NETTALI.COM - Depuis que le Burundi a officiellement décidé, pour le compte de l’Union africaine, de porter la candidature de Macky Sall au poste de Secrétaire général de l’ONU, le débat change de nature. Il ne s’agit plus seulement d’un homme, ni même d’un ancien président. Il s’agit désormais d’un enjeu d’État et de positionnement diplomatique pour le Sénégal.
Si les autorités du Sénégal estimaient que Macky Sall ne devait pas briguer cette fonction au regard de son bilan ou de considérations politiques internes, l’action devait intervenir en amont : discussions discrètes, démarches diplomatiques, mobilisation au sein de l’Union africaine, concertations avec les partenaires internationaux. En diplomatie, ce qui n’est pas anticipé est souvent subi.
Aujourd’hui, la candidature est déposée. La question devient donc stratégique : le Sénégal peut-il se permettre de rester spectateur d’un processus qui engage son image et son influence ?
Qu’on l’apprécie ou pas, Macky Sall demeure un ancien chef de l’État sénégalais. Sa nomination éventuelle sans implication active de Dakar, pourrait être interprétée comme un signal de désengagement ou de déclassement diplomatique du pouvoir actuel puisque dans les relations internationales, les symboles comptent autant que les décisions.
À l’inverse, soutenir ouvertement cette candidature, soulève d’autres enjeux. Un tel appui pourrait être perçu, sur le plan intérieur comme une forme de réhabilitation politique ou de normalisation d’un héritage contesté. S’y opposer frontalement exposerait, quant à lui, les divisions internes du pays sur la scène internationale.
Le dilemme est réel : entre cohérence politique interne et continuité diplomatique, la marge de manœuvre reste étroite.
D’autant que la désignation des hauts responsables des Nations unies dépasse largement les considérations nationales. Elle se joue dans les équilibres du Conseil de sécurité, dans les rapports de force géopolitiques et dans les dynamiques africaines au sein des instances internationales. Dans ce contexte, l’absence de stratégie claire pourrait réduire la capacité d’influence du Sénégal.
Une question qui dépasse donc au fond, la personne de Macky Sall.

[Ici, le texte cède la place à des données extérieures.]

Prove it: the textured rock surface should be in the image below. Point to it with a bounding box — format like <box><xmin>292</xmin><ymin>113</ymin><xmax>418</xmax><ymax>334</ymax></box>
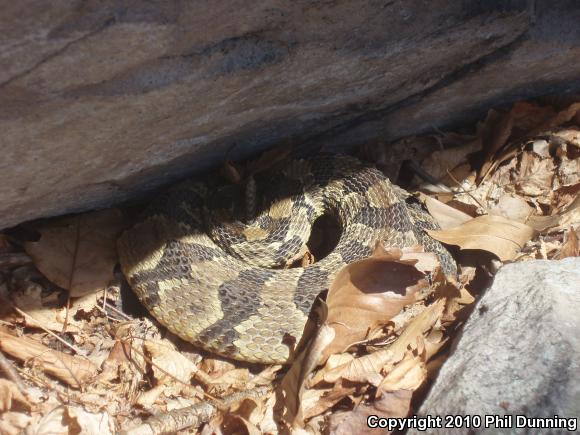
<box><xmin>0</xmin><ymin>0</ymin><xmax>580</xmax><ymax>228</ymax></box>
<box><xmin>409</xmin><ymin>258</ymin><xmax>580</xmax><ymax>433</ymax></box>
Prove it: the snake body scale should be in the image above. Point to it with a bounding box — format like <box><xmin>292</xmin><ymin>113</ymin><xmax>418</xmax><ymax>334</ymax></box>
<box><xmin>118</xmin><ymin>156</ymin><xmax>455</xmax><ymax>363</ymax></box>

Elle renvoie à la capacité du Sénégal à défendre ses intérêts, préserver son rang diplomatique et projeter une image cohérente de sa politique extérieure.
Entre morale politique et réalisme d’État, le choix n’est jamais simple. Mais une constante demeure : en diplomatie, la neutralité passive est rarement une stratégie durable. Anticiper, peser et protéger les intérêts supérieurs du pays, reste l’exigence fondamentale.
Le reste relève du calcul stratégique.